In the eurozone, final purchasing managers’ surveys should confirm the flash readings, which showed growth in the services sector to be at a 21-year high while the rate of expansion in manufacturing, whilst still strong, is slightly less impressive than in recent months.

In the UK final purchasing managers’ surveys should also confirm the flash readings, which showed that both growth in manufacturing and services has slowed recently due in part to staff shortages caused by the pandemic. A further survey should show that the construction sector is also expanding rapidly, thanks in part to increased housebuilding.

US data will also show a continued recovery. Monday’s ISM survey will show that the manufacturing sector is still growing strongly, albeit no more so than a few months ago. And Friday’s employment report should show that the economy created around 700,000 net new jobs in July, helping the unemployment rate drop to around 5.7 per cent.

Such good news, though, will be tempered by other readings. For one thing, official eurozone data won’t be so impressive. Retail sales in the region are likely to be little changed (though volatile) from autumn’s level. And official German data is likely to show that industrial production is only slightly above the autumn’s levels, and is some 10 per cent below its 2018 peak: it is easy to forget that the economy was faltering before the pandemic.

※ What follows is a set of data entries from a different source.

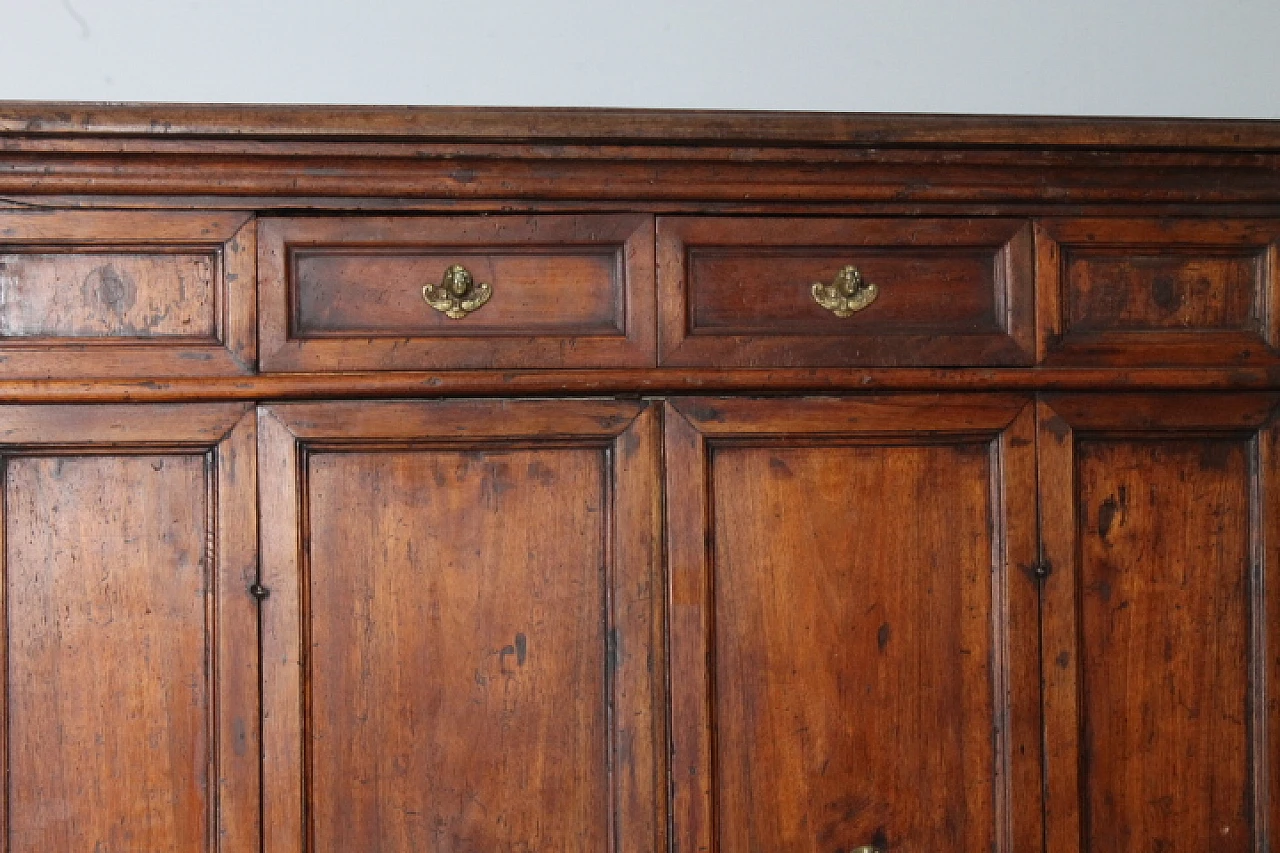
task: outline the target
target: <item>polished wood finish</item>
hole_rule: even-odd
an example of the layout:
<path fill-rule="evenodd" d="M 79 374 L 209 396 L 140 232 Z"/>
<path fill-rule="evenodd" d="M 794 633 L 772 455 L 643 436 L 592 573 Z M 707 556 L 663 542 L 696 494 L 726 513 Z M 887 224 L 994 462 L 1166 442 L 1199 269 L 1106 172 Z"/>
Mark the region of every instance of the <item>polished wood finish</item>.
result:
<path fill-rule="evenodd" d="M 6 136 L 149 139 L 443 139 L 577 141 L 597 145 L 731 143 L 1102 147 L 1259 151 L 1275 122 L 1066 116 L 636 110 L 575 107 L 371 107 L 0 102 Z"/>
<path fill-rule="evenodd" d="M 678 849 L 1039 843 L 1033 429 L 1017 397 L 672 404 Z"/>
<path fill-rule="evenodd" d="M 423 299 L 452 264 L 493 296 Z M 646 216 L 267 219 L 264 370 L 642 367 L 654 362 Z"/>
<path fill-rule="evenodd" d="M 0 104 L 0 838 L 1274 853 L 1277 223 L 1276 122 Z"/>
<path fill-rule="evenodd" d="M 879 288 L 814 301 L 845 265 Z M 658 220 L 666 366 L 1030 364 L 1031 227 L 1000 219 Z"/>
<path fill-rule="evenodd" d="M 1277 360 L 1280 222 L 1048 220 L 1036 238 L 1050 360 Z"/>
<path fill-rule="evenodd" d="M 0 372 L 247 373 L 254 254 L 243 213 L 0 212 Z"/>
<path fill-rule="evenodd" d="M 0 407 L 6 850 L 257 843 L 254 423 Z"/>
<path fill-rule="evenodd" d="M 661 849 L 655 410 L 262 417 L 266 850 Z"/>
<path fill-rule="evenodd" d="M 1275 405 L 1041 403 L 1049 851 L 1274 845 Z"/>

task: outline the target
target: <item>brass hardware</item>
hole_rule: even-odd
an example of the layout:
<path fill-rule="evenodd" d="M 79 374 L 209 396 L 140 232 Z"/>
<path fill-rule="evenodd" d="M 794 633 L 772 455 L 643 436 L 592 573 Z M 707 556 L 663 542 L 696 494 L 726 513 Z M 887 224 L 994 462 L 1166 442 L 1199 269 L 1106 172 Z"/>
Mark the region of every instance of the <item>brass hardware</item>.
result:
<path fill-rule="evenodd" d="M 489 301 L 493 288 L 479 284 L 462 264 L 454 264 L 444 271 L 444 280 L 422 288 L 422 298 L 437 311 L 455 320 L 475 311 Z"/>
<path fill-rule="evenodd" d="M 849 851 L 849 853 L 884 853 L 884 851 L 881 850 L 879 847 L 875 847 L 871 844 L 866 844 L 866 845 L 863 845 L 862 847 L 853 848 L 852 850 Z"/>
<path fill-rule="evenodd" d="M 836 273 L 835 281 L 823 284 L 813 283 L 813 299 L 837 317 L 848 317 L 855 311 L 861 311 L 880 294 L 880 288 L 862 280 L 862 273 L 857 267 L 845 267 Z M 874 848 L 867 848 L 872 850 Z M 853 853 L 863 853 L 855 850 Z"/>

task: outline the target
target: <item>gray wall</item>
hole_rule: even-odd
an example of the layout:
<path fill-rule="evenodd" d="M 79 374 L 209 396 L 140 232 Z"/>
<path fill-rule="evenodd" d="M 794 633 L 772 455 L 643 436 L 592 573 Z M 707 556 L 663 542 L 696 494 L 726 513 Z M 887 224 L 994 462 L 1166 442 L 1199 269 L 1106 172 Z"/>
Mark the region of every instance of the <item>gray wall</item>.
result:
<path fill-rule="evenodd" d="M 0 0 L 0 98 L 1280 117 L 1280 0 Z"/>

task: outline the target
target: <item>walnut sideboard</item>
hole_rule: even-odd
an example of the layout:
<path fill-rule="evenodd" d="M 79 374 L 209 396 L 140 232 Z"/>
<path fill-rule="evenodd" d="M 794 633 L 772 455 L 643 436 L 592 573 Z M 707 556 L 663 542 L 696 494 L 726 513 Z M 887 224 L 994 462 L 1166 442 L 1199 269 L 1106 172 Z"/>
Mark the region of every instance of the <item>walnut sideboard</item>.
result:
<path fill-rule="evenodd" d="M 0 103 L 0 851 L 1280 853 L 1280 123 Z"/>

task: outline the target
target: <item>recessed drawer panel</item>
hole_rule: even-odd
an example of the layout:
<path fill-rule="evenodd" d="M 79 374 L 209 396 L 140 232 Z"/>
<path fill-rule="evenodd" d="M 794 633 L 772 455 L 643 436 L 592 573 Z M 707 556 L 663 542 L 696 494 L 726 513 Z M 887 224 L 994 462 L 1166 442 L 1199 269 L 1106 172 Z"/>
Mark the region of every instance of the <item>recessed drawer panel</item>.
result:
<path fill-rule="evenodd" d="M 663 217 L 662 363 L 1029 364 L 1032 255 L 1023 220 Z"/>
<path fill-rule="evenodd" d="M 272 219 L 265 370 L 646 367 L 648 216 Z"/>
<path fill-rule="evenodd" d="M 0 377 L 247 372 L 253 265 L 242 213 L 0 214 Z"/>
<path fill-rule="evenodd" d="M 1046 361 L 1274 361 L 1278 236 L 1280 222 L 1267 220 L 1041 223 Z"/>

Also, China’s economy isn’t greatly sharing in the upturn: purchasing managers there could report that growth is only moderate.

And where the expansion is strong, it is generating inflation. The ISM survey will report sharply rising prices of materials and that shortages of parts and labour are hindering production. And UK purchasing managers will report big increases in prices of building materials.

The Bank of England, however, is relaxed about this. Thursday’s monetary policy announcement is likely to say that the Bank thinks that high inflation is only temporary. It should repeat its promise not to raise rates until it is confident the 2 per cent inflation target will be met “sustainably”. Markets interpret this to mean no rise until the middle of next year.

There’s one sector, however, where inflation is falling – the housing market. The Halifax is likely to say on Friday that house price inflation fell last month to a little over 8 per cent: it was 9.6 per cent in May. This is due to the fading effect of the stamp duty holiday and the waning of pent-up demand created by the lockdown. Most economists expect the inflation rate to continue falling in the next few months.